Yaşadığı ekonomik sıkıntılara da değinen Arslanbaş, sadece evde bakım ve Umut’a verilen engelli maaşıyla geçinmek zorunda kaldıklarını dile getirdi. Arslanbaş, “Umut’a normal bir tekerlekli sandalye olmuyor. Alacağımız tekerlekli sandalye ise 5-6 bin lira. Aslında bunu devletin karşılaması gerekiyor ama insanlara muhtaç oluyoruz. Bir banyo sandalyesi almak için bile çok uğraştım. Engellilerle ilgili var olan yasaklar uygulanmıyor. Tüm engelli ailelerin işi zor, harcamalarımız fazla” ifadelerini kullandı. 
 
32 yıldır çift kişilik bir hayat yaşadığını söyleyen Arslanbaş,  ihtiyaçlarla ilgili “Yaşıma uygun olmayan ameliyatlar geçirmek zorunda kalıyorum çünkü ağır bir yük taşıyorum.

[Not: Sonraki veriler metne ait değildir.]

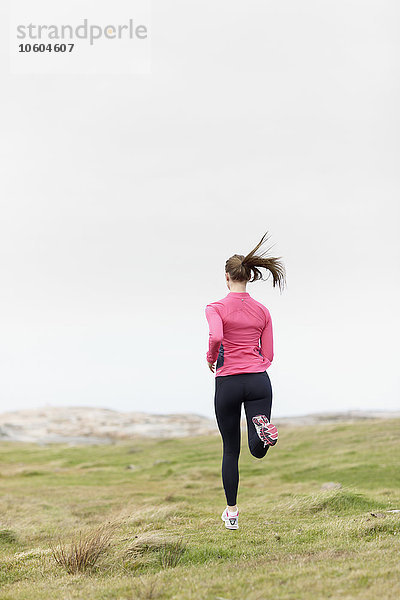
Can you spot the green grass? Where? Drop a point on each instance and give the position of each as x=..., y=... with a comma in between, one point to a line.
x=296, y=540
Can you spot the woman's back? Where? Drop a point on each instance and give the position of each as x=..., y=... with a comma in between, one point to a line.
x=240, y=338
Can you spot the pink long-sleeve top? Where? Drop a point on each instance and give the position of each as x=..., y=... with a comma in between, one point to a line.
x=240, y=335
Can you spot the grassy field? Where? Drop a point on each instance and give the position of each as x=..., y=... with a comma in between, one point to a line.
x=166, y=537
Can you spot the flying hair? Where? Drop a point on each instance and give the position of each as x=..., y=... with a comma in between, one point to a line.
x=242, y=268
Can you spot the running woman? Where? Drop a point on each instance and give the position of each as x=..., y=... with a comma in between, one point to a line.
x=241, y=344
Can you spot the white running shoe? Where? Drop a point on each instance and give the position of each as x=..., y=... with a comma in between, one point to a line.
x=231, y=521
x=267, y=432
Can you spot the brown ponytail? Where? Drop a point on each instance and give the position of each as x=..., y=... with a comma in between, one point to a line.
x=240, y=267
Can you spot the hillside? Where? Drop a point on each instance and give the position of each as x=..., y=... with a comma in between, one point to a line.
x=319, y=517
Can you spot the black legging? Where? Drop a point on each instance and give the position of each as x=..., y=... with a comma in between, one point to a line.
x=255, y=391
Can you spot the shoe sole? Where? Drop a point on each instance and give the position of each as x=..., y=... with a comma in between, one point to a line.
x=229, y=526
x=268, y=432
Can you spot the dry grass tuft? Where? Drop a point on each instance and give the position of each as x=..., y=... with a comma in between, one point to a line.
x=171, y=553
x=84, y=550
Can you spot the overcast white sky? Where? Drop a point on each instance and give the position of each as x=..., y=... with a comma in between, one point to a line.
x=122, y=197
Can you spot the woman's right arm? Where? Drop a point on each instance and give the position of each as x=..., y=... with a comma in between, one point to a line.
x=216, y=333
x=267, y=338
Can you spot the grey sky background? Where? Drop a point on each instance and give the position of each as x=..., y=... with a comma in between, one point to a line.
x=122, y=197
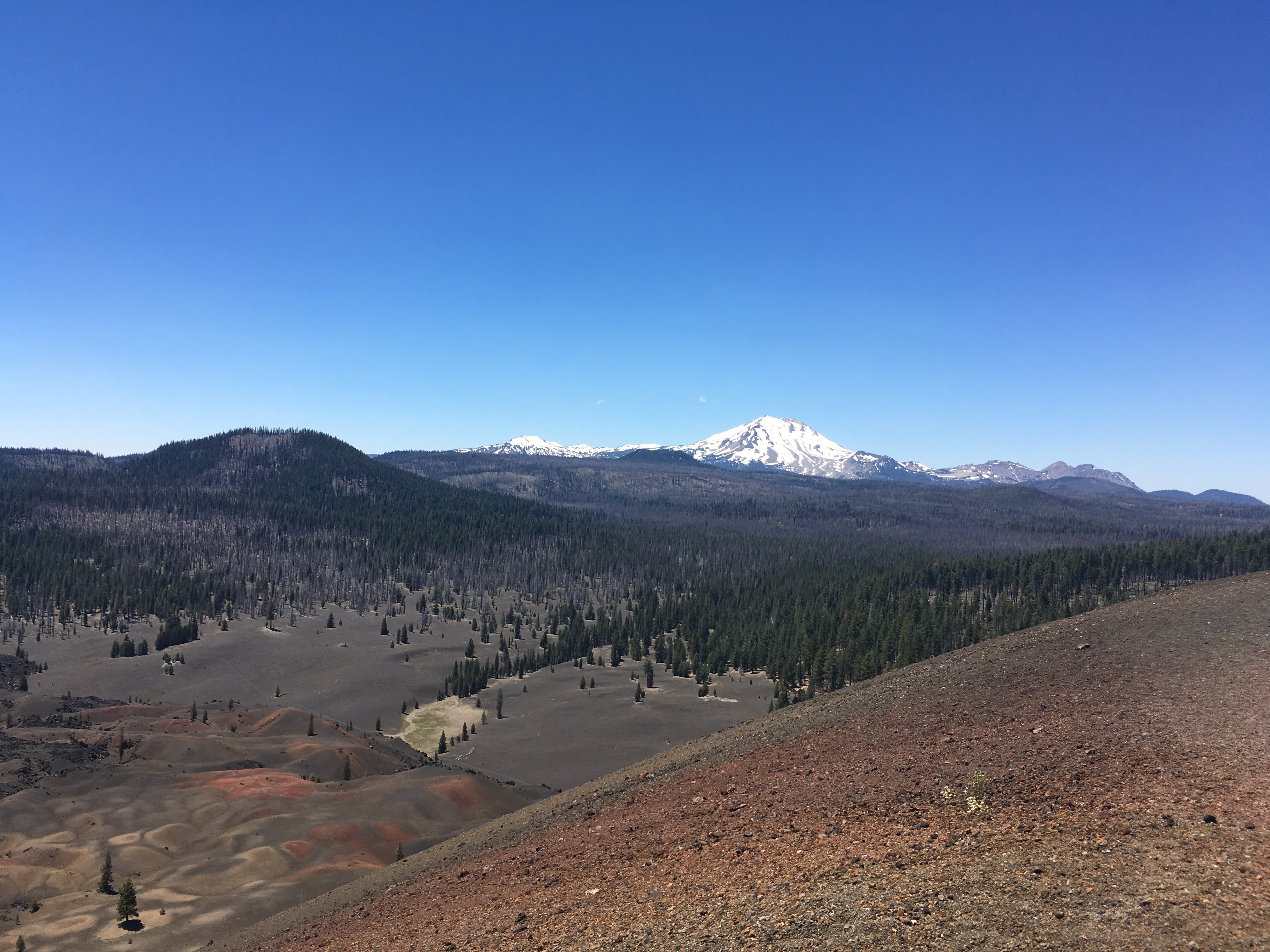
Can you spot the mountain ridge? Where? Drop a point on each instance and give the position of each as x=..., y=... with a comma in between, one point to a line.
x=792, y=446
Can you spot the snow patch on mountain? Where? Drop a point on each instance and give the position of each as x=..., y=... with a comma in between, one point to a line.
x=792, y=446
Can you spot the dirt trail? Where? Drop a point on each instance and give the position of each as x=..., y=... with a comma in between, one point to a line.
x=1128, y=809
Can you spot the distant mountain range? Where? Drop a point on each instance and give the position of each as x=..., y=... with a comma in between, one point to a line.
x=792, y=446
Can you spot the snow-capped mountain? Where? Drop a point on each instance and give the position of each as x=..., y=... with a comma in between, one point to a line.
x=785, y=444
x=1004, y=471
x=789, y=445
x=536, y=446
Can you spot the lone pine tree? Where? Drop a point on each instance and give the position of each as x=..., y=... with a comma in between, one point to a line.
x=126, y=907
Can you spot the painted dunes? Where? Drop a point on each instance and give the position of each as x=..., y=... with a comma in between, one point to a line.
x=1126, y=809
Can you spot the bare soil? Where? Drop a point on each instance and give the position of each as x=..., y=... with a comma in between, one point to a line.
x=218, y=828
x=1127, y=809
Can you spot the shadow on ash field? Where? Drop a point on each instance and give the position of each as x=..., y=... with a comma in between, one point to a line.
x=220, y=829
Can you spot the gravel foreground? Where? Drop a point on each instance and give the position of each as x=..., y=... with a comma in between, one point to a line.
x=1127, y=809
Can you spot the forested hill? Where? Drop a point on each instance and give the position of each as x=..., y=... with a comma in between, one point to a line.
x=197, y=524
x=737, y=570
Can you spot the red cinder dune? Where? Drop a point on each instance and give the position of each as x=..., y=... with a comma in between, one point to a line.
x=1098, y=782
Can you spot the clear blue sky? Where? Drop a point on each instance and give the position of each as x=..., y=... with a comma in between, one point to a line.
x=941, y=231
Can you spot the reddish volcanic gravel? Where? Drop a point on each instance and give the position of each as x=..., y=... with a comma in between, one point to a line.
x=1127, y=809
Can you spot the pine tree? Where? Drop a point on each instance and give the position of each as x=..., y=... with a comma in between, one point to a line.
x=126, y=907
x=106, y=884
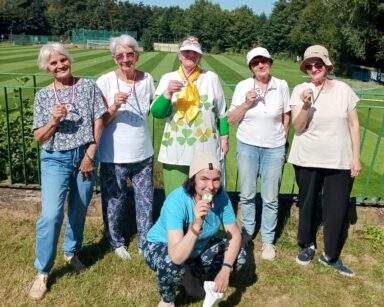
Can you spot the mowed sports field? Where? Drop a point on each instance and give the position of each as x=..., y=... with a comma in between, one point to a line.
x=231, y=69
x=110, y=282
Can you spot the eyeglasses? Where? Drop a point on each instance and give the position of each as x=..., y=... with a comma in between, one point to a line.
x=261, y=60
x=120, y=56
x=317, y=65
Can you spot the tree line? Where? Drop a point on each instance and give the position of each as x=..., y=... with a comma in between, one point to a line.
x=353, y=30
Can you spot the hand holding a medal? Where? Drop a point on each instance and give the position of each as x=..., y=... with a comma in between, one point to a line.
x=120, y=98
x=173, y=87
x=250, y=98
x=87, y=167
x=59, y=111
x=306, y=96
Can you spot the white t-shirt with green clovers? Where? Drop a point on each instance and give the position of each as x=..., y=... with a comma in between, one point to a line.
x=180, y=140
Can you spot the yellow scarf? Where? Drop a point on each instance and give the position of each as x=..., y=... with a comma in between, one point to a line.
x=188, y=102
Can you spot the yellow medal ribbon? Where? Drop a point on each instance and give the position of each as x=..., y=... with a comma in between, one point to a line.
x=188, y=102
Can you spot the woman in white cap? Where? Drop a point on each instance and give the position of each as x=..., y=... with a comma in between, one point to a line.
x=193, y=103
x=326, y=156
x=125, y=147
x=183, y=247
x=260, y=105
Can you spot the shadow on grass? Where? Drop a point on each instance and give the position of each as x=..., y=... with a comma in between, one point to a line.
x=243, y=279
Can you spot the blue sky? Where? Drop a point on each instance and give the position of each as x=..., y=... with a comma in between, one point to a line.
x=258, y=6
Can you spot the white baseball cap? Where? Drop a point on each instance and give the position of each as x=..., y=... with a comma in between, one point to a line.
x=203, y=160
x=191, y=44
x=258, y=51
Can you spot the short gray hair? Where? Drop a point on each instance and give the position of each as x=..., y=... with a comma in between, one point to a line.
x=47, y=50
x=124, y=41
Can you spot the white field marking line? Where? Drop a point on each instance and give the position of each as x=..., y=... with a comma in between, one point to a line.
x=378, y=100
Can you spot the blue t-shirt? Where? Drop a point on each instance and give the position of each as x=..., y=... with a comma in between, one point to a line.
x=177, y=214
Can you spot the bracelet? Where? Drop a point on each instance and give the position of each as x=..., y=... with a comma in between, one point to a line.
x=194, y=231
x=230, y=266
x=89, y=157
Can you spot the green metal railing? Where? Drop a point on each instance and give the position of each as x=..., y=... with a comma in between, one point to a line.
x=20, y=154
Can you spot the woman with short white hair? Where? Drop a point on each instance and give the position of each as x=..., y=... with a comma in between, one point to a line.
x=260, y=105
x=125, y=147
x=67, y=123
x=325, y=153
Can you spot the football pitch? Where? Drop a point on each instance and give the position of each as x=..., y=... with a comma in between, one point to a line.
x=18, y=65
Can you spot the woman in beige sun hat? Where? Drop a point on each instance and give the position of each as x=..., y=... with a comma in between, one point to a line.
x=326, y=156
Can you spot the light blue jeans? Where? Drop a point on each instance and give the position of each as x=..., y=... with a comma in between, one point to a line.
x=60, y=176
x=254, y=161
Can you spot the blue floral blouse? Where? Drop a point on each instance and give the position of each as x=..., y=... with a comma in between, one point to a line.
x=77, y=128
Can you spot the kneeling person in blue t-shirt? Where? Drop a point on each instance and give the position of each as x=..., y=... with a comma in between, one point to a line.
x=185, y=245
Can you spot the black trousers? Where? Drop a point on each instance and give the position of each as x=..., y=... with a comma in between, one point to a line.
x=329, y=191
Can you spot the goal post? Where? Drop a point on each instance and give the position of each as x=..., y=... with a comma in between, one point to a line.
x=97, y=43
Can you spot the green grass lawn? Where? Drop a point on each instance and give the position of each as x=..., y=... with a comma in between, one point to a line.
x=109, y=281
x=231, y=69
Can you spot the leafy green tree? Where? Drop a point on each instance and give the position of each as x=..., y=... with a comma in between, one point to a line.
x=207, y=21
x=361, y=25
x=243, y=31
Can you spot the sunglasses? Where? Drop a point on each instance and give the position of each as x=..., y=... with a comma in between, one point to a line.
x=257, y=61
x=317, y=65
x=120, y=56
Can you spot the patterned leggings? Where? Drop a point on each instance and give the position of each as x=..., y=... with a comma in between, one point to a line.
x=205, y=266
x=114, y=198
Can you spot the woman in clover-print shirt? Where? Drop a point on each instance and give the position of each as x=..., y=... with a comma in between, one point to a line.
x=193, y=103
x=67, y=123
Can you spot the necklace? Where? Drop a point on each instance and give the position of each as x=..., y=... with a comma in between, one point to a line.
x=68, y=105
x=131, y=90
x=185, y=82
x=318, y=94
x=260, y=94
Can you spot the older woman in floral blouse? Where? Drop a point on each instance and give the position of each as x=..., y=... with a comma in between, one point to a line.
x=67, y=123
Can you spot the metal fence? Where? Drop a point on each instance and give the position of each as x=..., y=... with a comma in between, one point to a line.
x=20, y=160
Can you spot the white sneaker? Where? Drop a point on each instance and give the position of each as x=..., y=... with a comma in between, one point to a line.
x=123, y=253
x=75, y=262
x=39, y=287
x=164, y=304
x=268, y=252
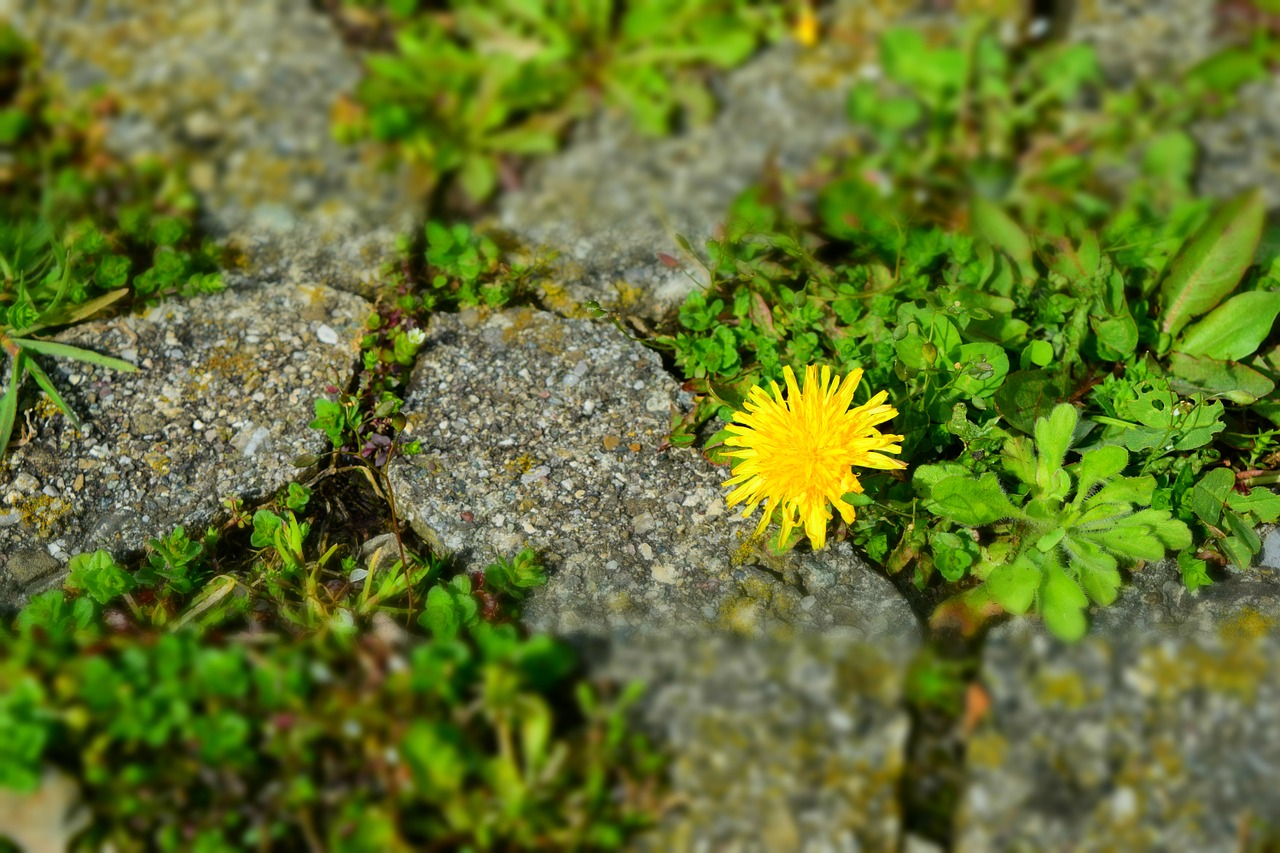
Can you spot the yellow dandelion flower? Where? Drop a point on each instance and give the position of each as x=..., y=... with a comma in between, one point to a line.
x=796, y=455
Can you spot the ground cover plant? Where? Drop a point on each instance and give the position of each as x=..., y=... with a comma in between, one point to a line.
x=469, y=89
x=264, y=683
x=1079, y=346
x=312, y=699
x=81, y=232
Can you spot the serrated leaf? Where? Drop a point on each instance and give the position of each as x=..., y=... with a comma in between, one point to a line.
x=1063, y=603
x=1211, y=263
x=1097, y=569
x=970, y=502
x=1014, y=585
x=1098, y=466
x=1052, y=438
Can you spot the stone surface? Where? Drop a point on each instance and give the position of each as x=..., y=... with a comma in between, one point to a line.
x=776, y=746
x=219, y=407
x=1157, y=731
x=775, y=682
x=549, y=432
x=615, y=199
x=241, y=94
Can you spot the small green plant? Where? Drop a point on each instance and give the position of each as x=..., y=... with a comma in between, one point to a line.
x=1069, y=527
x=474, y=87
x=255, y=689
x=978, y=260
x=80, y=231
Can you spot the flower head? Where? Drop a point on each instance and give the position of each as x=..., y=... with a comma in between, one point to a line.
x=795, y=455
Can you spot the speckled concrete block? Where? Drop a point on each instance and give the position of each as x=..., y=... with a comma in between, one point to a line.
x=1159, y=731
x=776, y=682
x=219, y=407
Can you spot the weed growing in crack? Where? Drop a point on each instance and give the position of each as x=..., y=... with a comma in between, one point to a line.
x=81, y=232
x=274, y=688
x=977, y=260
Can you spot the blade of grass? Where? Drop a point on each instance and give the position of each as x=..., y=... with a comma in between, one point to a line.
x=9, y=402
x=74, y=313
x=67, y=351
x=41, y=378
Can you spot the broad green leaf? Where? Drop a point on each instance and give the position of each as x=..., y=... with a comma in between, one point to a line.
x=1019, y=459
x=1120, y=332
x=1005, y=235
x=1194, y=571
x=1208, y=496
x=970, y=502
x=1052, y=438
x=1025, y=396
x=1234, y=329
x=1237, y=552
x=983, y=368
x=1212, y=378
x=1063, y=603
x=1243, y=530
x=208, y=598
x=1097, y=569
x=1098, y=466
x=1014, y=585
x=1212, y=261
x=1261, y=502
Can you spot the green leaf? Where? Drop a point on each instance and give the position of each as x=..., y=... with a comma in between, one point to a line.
x=1226, y=379
x=1208, y=496
x=1063, y=603
x=1004, y=233
x=970, y=502
x=9, y=402
x=1098, y=466
x=1194, y=571
x=1212, y=261
x=983, y=368
x=1014, y=585
x=1025, y=396
x=1234, y=329
x=99, y=576
x=46, y=384
x=265, y=527
x=1098, y=570
x=78, y=354
x=1260, y=502
x=1052, y=438
x=1238, y=552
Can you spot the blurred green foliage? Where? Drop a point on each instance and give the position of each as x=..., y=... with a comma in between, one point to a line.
x=474, y=86
x=312, y=699
x=80, y=231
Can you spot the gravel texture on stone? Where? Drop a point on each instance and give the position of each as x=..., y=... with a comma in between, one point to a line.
x=1159, y=731
x=219, y=407
x=775, y=746
x=548, y=432
x=615, y=199
x=242, y=90
x=1144, y=39
x=240, y=94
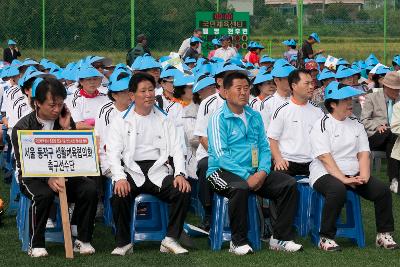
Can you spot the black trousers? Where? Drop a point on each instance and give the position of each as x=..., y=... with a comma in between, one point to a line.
x=334, y=192
x=278, y=187
x=80, y=190
x=385, y=142
x=179, y=205
x=297, y=169
x=205, y=190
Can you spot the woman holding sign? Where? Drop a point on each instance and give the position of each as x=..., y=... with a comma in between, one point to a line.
x=48, y=95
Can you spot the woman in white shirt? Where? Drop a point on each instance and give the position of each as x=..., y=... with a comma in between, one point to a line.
x=341, y=162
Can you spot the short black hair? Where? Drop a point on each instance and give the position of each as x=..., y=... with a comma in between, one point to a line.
x=179, y=91
x=49, y=85
x=228, y=79
x=294, y=76
x=328, y=102
x=138, y=78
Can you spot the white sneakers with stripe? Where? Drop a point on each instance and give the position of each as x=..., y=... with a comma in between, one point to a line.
x=37, y=252
x=170, y=245
x=83, y=248
x=385, y=240
x=240, y=250
x=281, y=245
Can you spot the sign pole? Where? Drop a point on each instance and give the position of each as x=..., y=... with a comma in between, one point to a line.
x=69, y=254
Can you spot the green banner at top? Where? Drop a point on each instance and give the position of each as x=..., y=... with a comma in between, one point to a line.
x=216, y=24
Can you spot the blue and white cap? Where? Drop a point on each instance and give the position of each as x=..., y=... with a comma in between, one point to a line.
x=338, y=91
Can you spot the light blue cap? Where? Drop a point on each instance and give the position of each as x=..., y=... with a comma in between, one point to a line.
x=119, y=85
x=189, y=60
x=282, y=71
x=263, y=77
x=202, y=82
x=371, y=60
x=216, y=42
x=325, y=74
x=195, y=39
x=343, y=72
x=228, y=67
x=16, y=63
x=147, y=62
x=382, y=70
x=169, y=72
x=396, y=59
x=11, y=72
x=338, y=91
x=86, y=71
x=320, y=59
x=266, y=59
x=342, y=61
x=289, y=42
x=182, y=80
x=29, y=62
x=316, y=37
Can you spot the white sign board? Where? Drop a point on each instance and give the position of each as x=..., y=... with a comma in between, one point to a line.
x=58, y=153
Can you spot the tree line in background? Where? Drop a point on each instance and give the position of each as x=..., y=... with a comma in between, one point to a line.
x=99, y=25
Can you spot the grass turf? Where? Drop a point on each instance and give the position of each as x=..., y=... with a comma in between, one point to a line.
x=147, y=254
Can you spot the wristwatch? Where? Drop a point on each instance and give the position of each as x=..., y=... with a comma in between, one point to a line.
x=181, y=174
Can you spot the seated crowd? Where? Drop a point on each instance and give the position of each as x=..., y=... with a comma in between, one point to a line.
x=235, y=127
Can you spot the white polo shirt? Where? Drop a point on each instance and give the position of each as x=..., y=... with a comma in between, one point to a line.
x=291, y=125
x=269, y=106
x=83, y=108
x=207, y=107
x=342, y=139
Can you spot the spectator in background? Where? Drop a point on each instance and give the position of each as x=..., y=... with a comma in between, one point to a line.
x=225, y=52
x=291, y=49
x=217, y=44
x=139, y=50
x=307, y=50
x=192, y=52
x=11, y=52
x=396, y=63
x=186, y=43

Ameliyat oldum, Umut’u kaldırmamam gerekiyor. Tanıdığım bir aile Umut’a kaldıraç getirdi fakat tuvaletten girmiyordu. Mecburen o duvarı kırdırdık. Üç aya yakın tuvaletin kapısı açık yaşadık. Her şeyimiz hesaplı, kitaplı olduğu için yaptıramadık. Devletin bununla ilgili destek olması gerekiyor ama elimizdeki hakları almazlarsa iyi” diye belirtti.
 
SİYASETÇİLERE ÇAĞRI
 
“Engelli çocuk anneleri emeklilik hakkı istiyor” projesinin önemine vurgu yapan Arslanbaş, şöyle dedi: “’Eşimin sigortası var’ diye güvenmeyelim. Şu an benim geçimim sadece Umut üzerinden. Normal çalışanlardan çok daha ağır işçiyiz. Sigorta yatırma şansımız yok, geleceğimiz yok. Bizim gibi anneler hep evlatlarımız bizden sonraya kalmasın isterler. Öyle bir çıkmaz durum. Ne onun acısını görmek istersiniz ne de kimsenin bakmayacağını bildiğiniz için sizden sonraya kalmasını istersiniz. Evde bakım yapan, hayatını o çocuğa adayan her kimse onların primlerini de devlet yatırsın istiyoruz. Bizim de böyle bir güvencemiz var diyelim.”
 
“Devletten emeklilik hakkımızı istiyorum” diyen Arslanbaş, “Siyasetçiler için de geçerli, hangi parti olduğu önemli değil sadece yanımızda olsunlar, hakkımızı versinler. Yasalar kağıt üzerinde kalmasın. Önümüze taş koymasınlar da önümüzdeki taşları alsınlar. İnsanları da bu konuda daha duyarlı olmaya çağırıyorum” ifadelerini kullandı.
 
8 MART MESAJI
 
Fırsat buldukça kadın mücadelesinde de yer alan Arslanbaş, “Kadına şiddete hayır” gibi kimi imza kampanyaları için mahallelerde çalışma yürüttüğünü söyledi.  Umut’a baktığı için 8 Mart Dünya Kadınlar Günü’nde alanlarda olamayacağı ifade eden Arslanbaş, şu mesajı verdi: “Ataerkil toplumda haklarını almaya çalışan, dışarıda ve ev içinde çalışan, özel bireylere bakan kadınlar bu kadar emeğinin görülmediği bir toplumda var olmaya çalışan bizler. Evlatlarımızı bırakıp sesimizi duyurmak için sokaklara çıkamıyoruz. Hepimizin Dünya Kadınlar Günü’nü kutluyorum.”